2 The assembleServerAndClient task ties the copy step to the existing Gradle assemble task for the server project. This means that we will get our unified archive only when running this top-level task (running server:assemble) alone will generate a "plain" WAR/JAR file without the client resources.
3 If copyClientResources is to be executed, it must be before :server:assemble. This ensures client static files will be available when the Grails app is assembled.
4 After the combined JAR file has been created, we copy the files to the top-level build directory.

In this guide, we will be using an executable JAR file as our deployment target. To enable this, edit the server project’s build.gradle file, and delete the following line:

server/build.gradle
apply plugin:"war"

3.2 Updating our config

Now that we have a unified Gradle build target, we have a couple more configuration changes to make. All of these changes have to do with the URL differences between the separate Grails & React apps and our new combined deployment.

By default, static resources in a deployed Grails app are served from the /static base URL. That will conflict with what our React app expects, but fortunately, this is a very simple change.

Edit server/grails-app/conf/application.yml:

server/grails-app/conf/application.yml
grails:
    resources:
        pattern: /**

This simply sets the static resources URL to be set to the root context.

Along similar lines, we need to edit the URL that the React app uses to make REST calls against the Grails app. This can be done within src/config.js in the client project.

Edit client/src/config.js:

client/src/config.js
import pjson from './../package.json';

const prod = process.env.NODE_ENV === 'production';  (1)

console.log(`Loading ${process.env.NODE_ENV} config...`);

export const SERVER_URL = prod ? '' : 'http://localhost:8080';

export const CLIENT_VERSION = pjson.version;
export const REACT_VERSION = pjson.dependencies.react;
1 The process.env.NODE_ENV is a NodeJS environment variable that will tell us if we are running in production or development mode. We’re using a simple ternary operator to switch the SERVER_URL config property to point to our standalone Grails app during development, and to use the root context in production.

3.3 URL Mappings

Our final change needs to happen in UrlMappings.groovy. If you recall, by default the server Grails app renders some application metadata at the root context. However, in order for our combined build to work, we need to load our React app at the root context. Fortunately, this is a very simple change as well.

Edit server/grails-app/controllers/demo/UrlMappings.groovy:

server/grails-app/controllers/demo/UrlMappings.groovy
if ( Environment.current == Environment.PRODUCTION ) { (1)
    '/'(uri: '/index.html')
} else {
    '/'(controller: 'application', action:'index')
}
1 We are using the grails.util.Environment class to determine whether we are running in development mode or in a deployed artefact, and setting the URL mappings appropriately.
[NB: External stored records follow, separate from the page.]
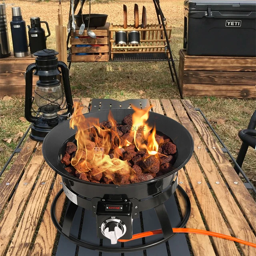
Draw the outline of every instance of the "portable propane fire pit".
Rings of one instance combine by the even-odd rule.
[[[116,123],[120,125],[122,123],[124,118],[134,113],[134,110],[132,109],[112,109],[111,111],[112,118]],[[152,135],[153,133],[154,138],[154,131],[168,137],[172,142],[176,145],[176,152],[175,154],[175,161],[172,163],[171,168],[168,172],[161,173],[161,175],[150,175],[151,179],[148,180],[138,180],[134,183],[132,183],[129,180],[125,184],[118,183],[115,180],[110,182],[110,184],[104,184],[100,181],[94,183],[93,179],[92,180],[92,182],[87,178],[79,178],[79,175],[76,176],[74,173],[68,172],[66,166],[62,162],[62,157],[66,154],[67,143],[72,142],[77,145],[77,152],[76,154],[73,154],[71,160],[71,162],[73,161],[73,164],[74,161],[76,161],[77,164],[81,158],[81,156],[80,158],[78,156],[79,155],[78,152],[79,150],[81,150],[82,142],[84,142],[86,138],[81,136],[79,137],[78,134],[81,135],[82,132],[84,132],[86,129],[92,127],[92,120],[96,120],[98,124],[107,121],[109,112],[109,110],[108,110],[91,112],[84,114],[82,118],[84,125],[80,127],[77,124],[74,125],[73,118],[71,120],[64,122],[54,128],[45,138],[42,146],[44,159],[49,165],[61,176],[63,181],[63,190],[58,193],[52,204],[52,219],[58,231],[64,237],[77,245],[86,248],[101,252],[119,253],[148,249],[167,241],[175,234],[173,232],[164,203],[174,194],[177,188],[184,196],[187,207],[186,212],[182,220],[175,227],[184,227],[188,221],[190,214],[190,202],[185,191],[178,184],[178,171],[184,166],[192,155],[194,149],[193,140],[189,132],[183,126],[167,116],[145,111],[143,113],[145,114],[146,114],[148,116],[145,119],[145,116],[143,116],[144,121],[142,122],[142,119],[140,122],[137,120],[137,122],[134,124],[133,117],[136,115],[133,115],[132,127],[139,127],[146,125],[148,129],[150,130],[152,128],[151,134],[150,132],[149,134]],[[76,113],[75,110],[75,116]],[[77,115],[76,117],[78,118],[79,116]],[[93,124],[94,125],[95,124]],[[70,128],[70,126],[75,128]],[[74,126],[77,127],[74,127]],[[134,135],[134,132],[130,134],[133,134],[134,138],[136,137],[136,133]],[[152,137],[151,136],[151,138]],[[122,138],[120,140],[122,140]],[[136,140],[133,141],[137,148],[136,150],[137,151],[142,150],[143,148],[146,153],[149,155],[154,155],[154,157],[156,158],[159,157],[159,155],[161,154],[159,151],[158,153],[157,152],[158,145],[156,151],[156,148],[150,148],[150,142],[148,141],[146,144],[146,146],[145,146],[146,144],[140,144],[136,143]],[[126,142],[126,145],[124,145],[123,143],[121,145],[119,143],[118,147],[127,147],[132,144],[130,140]],[[84,142],[84,144],[85,145],[86,143]],[[97,146],[97,143],[94,143],[94,148],[96,145]],[[106,158],[110,159],[109,161],[113,160],[113,158],[110,158],[108,155],[104,154],[106,154],[106,151],[107,154],[110,152],[109,149],[106,150],[106,144],[103,147],[104,149],[99,152],[93,149],[95,158],[100,155],[103,159]],[[88,148],[86,149],[84,148],[82,149],[87,152],[87,154],[90,152]],[[160,156],[165,157],[163,155]],[[76,159],[78,157],[78,159]],[[126,164],[126,167],[128,166],[132,171],[132,167],[129,166],[127,161],[120,160],[118,157],[116,159],[118,161],[122,162],[122,164]],[[88,159],[86,159],[86,161],[85,160],[84,162],[89,164]],[[102,167],[98,160],[94,163],[92,161],[90,162],[92,166],[89,166],[89,169],[94,168],[95,166],[97,166],[99,169]],[[112,161],[112,162],[114,162]],[[72,164],[72,165],[76,168],[75,165]],[[73,168],[73,166],[72,167]],[[123,167],[122,170],[124,168]],[[143,171],[144,172],[146,172],[146,170]],[[90,172],[91,171],[88,170],[88,172],[84,173],[88,175],[90,173]],[[63,191],[71,202],[68,207],[62,227],[57,220],[55,210],[58,199]],[[119,239],[132,238],[134,234],[132,231],[133,220],[139,218],[140,212],[153,208],[156,210],[160,224],[163,236],[158,240],[142,245],[120,248],[114,246],[100,247],[98,245],[76,238],[71,234],[71,228],[78,206],[92,211],[92,214],[96,217],[95,228],[97,230],[98,237],[101,239],[110,239],[112,244],[116,244]],[[88,232],[90,232],[90,230],[88,230]]]

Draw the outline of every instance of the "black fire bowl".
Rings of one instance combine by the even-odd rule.
[[[112,109],[111,112],[117,122],[121,123],[125,116],[134,111],[120,108]],[[101,122],[108,120],[109,112],[109,110],[103,110],[84,115],[86,118],[98,118]],[[70,128],[68,120],[54,128],[46,136],[43,143],[43,155],[48,164],[62,176],[64,186],[78,196],[77,204],[80,206],[91,210],[91,200],[95,198],[107,199],[110,195],[114,195],[120,198],[138,200],[140,202],[138,209],[140,211],[150,209],[164,202],[174,192],[178,184],[178,171],[191,158],[194,142],[191,135],[183,126],[167,116],[150,112],[148,122],[152,126],[155,124],[157,131],[170,137],[176,145],[177,150],[173,169],[149,181],[121,185],[97,184],[80,180],[69,174],[60,162],[60,156],[64,154],[66,143],[75,140],[76,130]]]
With this new mapping config, when we build our executable JAR file, the / URL will be mapped to /index.html, which happens to also be the landing page for our React application.

4 Running the Application

To generate the unified executable JAR, file, simply run the following command:

~ ./gradlew assembleServerAndClient

...
JAR generated at build. It combines the server and client projects.

To run the application, use the java -jar command:

~ java -jar build/server-0.1.jar

...
Grails application running at http://localhost:8080 in environment: production

Browse to http://localhost:8080, and you should see the React application.

Make a GET request to http://localhost:8080/application/, and you should see the application metadata from the Grails application.

Congratulations, you have a unified Grails/React production build!